KBRN, Atambua : Poly Jultouw pelaku UMKM di kelurahan Lidak Kecamatan Atambua Selatan kabupaten Belu kecewa, karena sejak bantuan UMKM digulirkan pemerintah pusat melalui dinas koperasi dan UMKM kabupaten Belu untuk mendukung para pelaku UMKM di Kabupaten Belu agar bisa tetap bertahan ditengah pandemi covid 19, justru dinikmati oleh sejumlah orang yang tidak memiliki usaha sama sekali.

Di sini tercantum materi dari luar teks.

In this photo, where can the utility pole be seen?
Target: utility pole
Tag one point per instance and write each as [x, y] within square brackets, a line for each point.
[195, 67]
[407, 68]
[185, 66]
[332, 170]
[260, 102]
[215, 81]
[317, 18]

Poly juga mempertanyakan Alasan pemerintah memberikan bantuan UMKM kepada warga yang bukan pelaku UMKM. Dan  Sangat miris jika pemerintah memberikan bantuan tersebut kepada seluruh anggota keluarga yang diketahui mereka tidak memiliki usaha dalam bentuk apapun.

Menanggapi keluhan para pelaku UMKM di kabupaten Belu tersebut, penjabat Bupati Belu Zakarias Moruk angkat bicara, zaka dengan tegas menyampaikan, akan segera memerintahkan kadis koperasi mengambil langka-langka  konkrit agar memastikan sejumlah penerima bantuan UMKM benar benar orang yang memiliki usaha, jika tidak maka dana tersebut dialihkan ke sejumlah orang yang belum di data namanya.

Menurut Zakarias kadis koperasi juga akan diminta untuk memastikan jangan sampai ada mafia data penerima bantuan UMKM di Belu. 

"Saya akan mencek jangan sampai ada mafia jika orang yang kategorinya sebagai penerima bantuan UMKM tidak terima bantuan, apa lagi di Lidak ada satu keluarga semua anggotanya menerima bantuan UMKM padahal mereka tidak punya usaha sama sekali ini kan salah" Ujar Pj. bupati Belu Zakarias Moruk, Jumat (16/04/2021).

Zakarias beharap, seluruh pelaku UMKM di kabupaten Belu yang belum menerima bantuan bisa pro aktif melaporkan, dan pada kesempatan tersebut Zakarias langsung membagikan nomor kontaknya kepada masyarakat.

"Yang belum terima bantuan UMKM ini nomor saya 081339275454 silahkan kirimkan pengaduannya ke nomor pribadi saya, biar tau dan langsung saya perintahkan kadis koperasi untuk segera ambil langka konkrit dan cepat" Pungkas Zaka Moruk.